Papá dijo: podrías ser marinero

Aníbal Santiago · 26 abril, 2017

¿Qué pasaría si a tu hijo le sugieres que no estudie una carrera universitaria?

papa con su hijo marinero

Austero, sí, pero el viejo vochito era un atleta de alto rendimiento. Aunque nacido en días lejanos, antes del terremoto del 19 de septiembre y de la crisis de 1982 que dio al pueblo una patada mortífera con una devaluación sideral, su motor y su carrocería no tenían límites: había surcado insospechados caminos mexicanos. Era un leal viejo todo terreno.

Por eso, papá le propuso a su hijo adolescente abandonar nuestros confines–la convergencia de Copilco, Avenida Universidad  e Insurgentes- y explorar en vacaciones una nueva región del país. “Invita a Pablito”, me dijo, y mi mejor amigo de la Secundaria aceptó.

Pablo y yo, valerosos waterpolistas de los Pumas de la UNAM,  y papá, nadador en su niñez de las agitadas aguas patagónicas del Río Colorado, como en un grito de mosqueteros acuáticos coincidimos: ¡vayamos al mar!

Nada de Acapulco con sus masas chilangas como hormiguitas tóxicas; ni Cancún, que ya era una suntuosa colonia gringa; ni las playas oaxaqueñas cuyos caminos eran en los ‘80 una calamidad de fango y piedras. ¿Entonces? Veracruz, fue el acuerdo. Conquistaríamos las playas de ese estado tropical olvidadas por los habitantes de la Ciudad de México.

Entró la llave, sonó el distribuidor, giró la banda del generador y emprendimos la ruta. Cruzamos la fresca Puebla hasta sumergirnos en los primeros vapores del Golfo.

Con los mapas en nuestras manos, el VW Sedán empezó a recorrer las playas ansiadas. Una y otra y otra, donde el paisaje era uno sólo: arena negra cubierta de botes de Clarasol, cubetas, encendedores, redes, caguamas, bolsas, boyas, harapos. Especies cadavéricas de entre las que el pez pañal era el rey y que descubríamos desolados, decepcionados, arruinados.

Toda nuestra ansia exploradora, esa mezcla briosa de Jacques Cousteau e Indiana Jones que nos había impulsado, desfallecía cuando tristes armábamos la casa de campaña intentando escapar de las montañas de desperdicios.

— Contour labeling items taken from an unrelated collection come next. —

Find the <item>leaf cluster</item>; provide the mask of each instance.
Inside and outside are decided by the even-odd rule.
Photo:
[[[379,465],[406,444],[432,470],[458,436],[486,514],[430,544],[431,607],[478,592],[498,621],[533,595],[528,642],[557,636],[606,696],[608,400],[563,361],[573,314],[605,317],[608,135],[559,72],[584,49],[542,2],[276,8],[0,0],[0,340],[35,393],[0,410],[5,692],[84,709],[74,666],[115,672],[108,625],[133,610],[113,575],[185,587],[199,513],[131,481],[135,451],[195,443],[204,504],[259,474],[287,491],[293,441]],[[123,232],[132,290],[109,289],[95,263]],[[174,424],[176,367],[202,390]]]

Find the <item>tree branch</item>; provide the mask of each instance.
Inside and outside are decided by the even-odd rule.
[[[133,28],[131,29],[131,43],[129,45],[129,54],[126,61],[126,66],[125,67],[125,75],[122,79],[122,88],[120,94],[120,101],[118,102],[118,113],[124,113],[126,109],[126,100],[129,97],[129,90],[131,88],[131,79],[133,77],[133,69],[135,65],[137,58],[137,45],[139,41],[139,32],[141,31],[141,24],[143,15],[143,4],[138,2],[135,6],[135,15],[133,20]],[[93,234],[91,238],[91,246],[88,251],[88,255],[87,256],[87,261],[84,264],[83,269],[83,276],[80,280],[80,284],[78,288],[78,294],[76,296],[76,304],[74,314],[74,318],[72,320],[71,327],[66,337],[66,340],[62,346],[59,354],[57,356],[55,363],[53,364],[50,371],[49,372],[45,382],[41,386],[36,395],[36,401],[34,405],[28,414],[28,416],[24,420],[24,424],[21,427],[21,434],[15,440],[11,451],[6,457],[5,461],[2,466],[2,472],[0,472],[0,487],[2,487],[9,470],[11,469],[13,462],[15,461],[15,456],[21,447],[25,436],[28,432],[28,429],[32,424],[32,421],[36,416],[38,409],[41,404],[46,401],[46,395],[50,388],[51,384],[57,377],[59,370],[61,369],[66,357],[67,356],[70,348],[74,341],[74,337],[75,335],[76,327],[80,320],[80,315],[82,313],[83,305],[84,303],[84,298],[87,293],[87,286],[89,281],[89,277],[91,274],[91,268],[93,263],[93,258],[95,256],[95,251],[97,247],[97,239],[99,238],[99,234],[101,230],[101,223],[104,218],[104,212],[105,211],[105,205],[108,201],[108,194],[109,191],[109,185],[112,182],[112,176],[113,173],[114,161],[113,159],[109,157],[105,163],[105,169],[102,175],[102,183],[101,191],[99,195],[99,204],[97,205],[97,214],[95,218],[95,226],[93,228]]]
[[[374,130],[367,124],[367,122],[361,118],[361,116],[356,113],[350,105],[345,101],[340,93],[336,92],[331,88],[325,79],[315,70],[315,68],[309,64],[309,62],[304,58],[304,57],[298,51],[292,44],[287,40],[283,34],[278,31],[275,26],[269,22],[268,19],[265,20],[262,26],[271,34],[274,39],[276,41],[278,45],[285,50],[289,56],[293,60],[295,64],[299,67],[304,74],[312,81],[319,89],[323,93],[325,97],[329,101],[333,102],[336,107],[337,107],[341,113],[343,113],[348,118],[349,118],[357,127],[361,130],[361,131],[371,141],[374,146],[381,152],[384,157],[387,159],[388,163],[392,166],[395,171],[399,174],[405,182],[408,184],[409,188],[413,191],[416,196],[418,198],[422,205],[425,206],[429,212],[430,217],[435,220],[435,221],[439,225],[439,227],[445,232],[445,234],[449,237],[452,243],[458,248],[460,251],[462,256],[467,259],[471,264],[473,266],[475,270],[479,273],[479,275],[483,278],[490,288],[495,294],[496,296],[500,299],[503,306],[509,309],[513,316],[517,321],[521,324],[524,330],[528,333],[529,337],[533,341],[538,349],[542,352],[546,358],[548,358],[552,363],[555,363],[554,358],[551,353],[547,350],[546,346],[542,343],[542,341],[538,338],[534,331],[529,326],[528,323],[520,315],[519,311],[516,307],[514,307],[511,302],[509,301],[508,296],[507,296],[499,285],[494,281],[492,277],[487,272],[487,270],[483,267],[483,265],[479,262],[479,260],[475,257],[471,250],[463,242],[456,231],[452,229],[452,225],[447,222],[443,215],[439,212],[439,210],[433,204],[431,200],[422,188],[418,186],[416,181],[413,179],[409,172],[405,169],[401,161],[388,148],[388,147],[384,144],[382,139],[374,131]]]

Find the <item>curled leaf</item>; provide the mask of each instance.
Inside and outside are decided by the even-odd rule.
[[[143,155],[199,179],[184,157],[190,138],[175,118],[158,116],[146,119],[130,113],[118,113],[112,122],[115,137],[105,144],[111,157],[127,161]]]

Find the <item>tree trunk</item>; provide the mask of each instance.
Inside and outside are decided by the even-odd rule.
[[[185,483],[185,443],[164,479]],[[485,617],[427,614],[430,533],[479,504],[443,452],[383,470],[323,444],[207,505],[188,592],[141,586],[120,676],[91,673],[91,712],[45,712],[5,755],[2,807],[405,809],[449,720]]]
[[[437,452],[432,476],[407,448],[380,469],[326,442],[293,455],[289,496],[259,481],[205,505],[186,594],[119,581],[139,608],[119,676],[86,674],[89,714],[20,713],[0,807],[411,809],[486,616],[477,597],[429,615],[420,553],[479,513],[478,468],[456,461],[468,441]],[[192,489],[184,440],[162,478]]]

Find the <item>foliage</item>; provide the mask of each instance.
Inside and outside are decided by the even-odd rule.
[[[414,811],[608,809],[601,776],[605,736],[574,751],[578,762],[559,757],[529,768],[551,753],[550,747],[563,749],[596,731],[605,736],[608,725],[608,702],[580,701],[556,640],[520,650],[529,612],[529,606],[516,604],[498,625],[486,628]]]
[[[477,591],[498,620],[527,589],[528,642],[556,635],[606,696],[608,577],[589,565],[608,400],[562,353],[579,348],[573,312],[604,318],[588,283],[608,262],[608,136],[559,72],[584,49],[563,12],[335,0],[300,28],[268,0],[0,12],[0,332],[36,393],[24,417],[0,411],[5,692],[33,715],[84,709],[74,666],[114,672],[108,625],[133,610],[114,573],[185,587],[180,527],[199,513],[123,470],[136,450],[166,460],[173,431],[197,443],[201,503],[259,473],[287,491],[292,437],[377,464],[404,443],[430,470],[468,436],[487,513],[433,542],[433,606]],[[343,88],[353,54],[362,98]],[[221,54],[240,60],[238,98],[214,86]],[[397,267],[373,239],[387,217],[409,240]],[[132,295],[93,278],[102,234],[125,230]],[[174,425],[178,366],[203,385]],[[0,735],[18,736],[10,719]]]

En alguno de esos amaneceres, resignadosPablo y yo abandonamos nuestras bolsas de dormir y salimos a conversar al borde de una playa contaminada. Porque cuando el entorno ensordece sólo queda la imaginación y el diálogo, hablábamos y hablábamos, y esa mañana lo hicimos sobre lo que seríamos de grandes. Es decir, en cuatro o cinco años en que saldríamos de la Secundaria, el momento en que deberíamos, obligatoriamente, elegir una carrera de cuatro años, para terminarla y hacer una maestría de dos años, para concluirla y hacer un doctorado de dos años, para concluirlo y hacer un postdoctorado de otros dos años.

Hermosa vida, como programada por un grupo de omnipotentes burócratas en una oficina en penumbras y entre miles de folios, para que nosotros, los jóvenes mexicanos, cumpliéramos sin falta el deber ser. Esa mañana yo debí decirle a mi amigo que quería ser sociólogo o geólogo. Pablo, creo, psicólogo o historiador.

Papá, que desde la casa de campaña había oído en silencio nuestra charla, salió y se sentó a nuestro lado. Siguió atento nuestros sensatos, circunspectos y decorosos planes de vida, tan estructurados ya a nuestros 13 años. De pronto, abandonó el mate argentino que sorbía con sabia calma, y nos interrumpió.

-¿Y si no estudian?

-¿Cómo?

-Sí, ¿qué pasaría si no estudian? Podrían elegir una vida diferente y no estudiar. O estudiar de otros modos.

-¿De otros modos?

-Sí, viajando, se me ocurre. Podrían explorar el mundo, conocer por años muchos lugares y personajes fantásticos, encontrar oficios que les permitan vivir en lugares increíbles sin estar anclados a un sitio. Ser marineros, por ejemplo. ¿No sería más emocionante?

No recuerdo qué le dijimos. O atónitos, quizá no le contestamos nada a ese adulto, mi propio padre, que nos sugería aventurarnos en la vida a lo inaudito, olvidarnos de las reglas que la humanidad asumía como forzosas, como una predestinación que los dioses mandaban y acaso ser marineros en océanos sin botes de Clarasol.

Yo no le hice caso a mi padre: mi primer escala fue la licenciatura.

Con Pablito fue distinto. Años después se volvió el payaso del circo internacional Eloize.

Con su nariz roja, entre malabaristas, magos y acróbatas, comenzó su largo viaje por el mundo.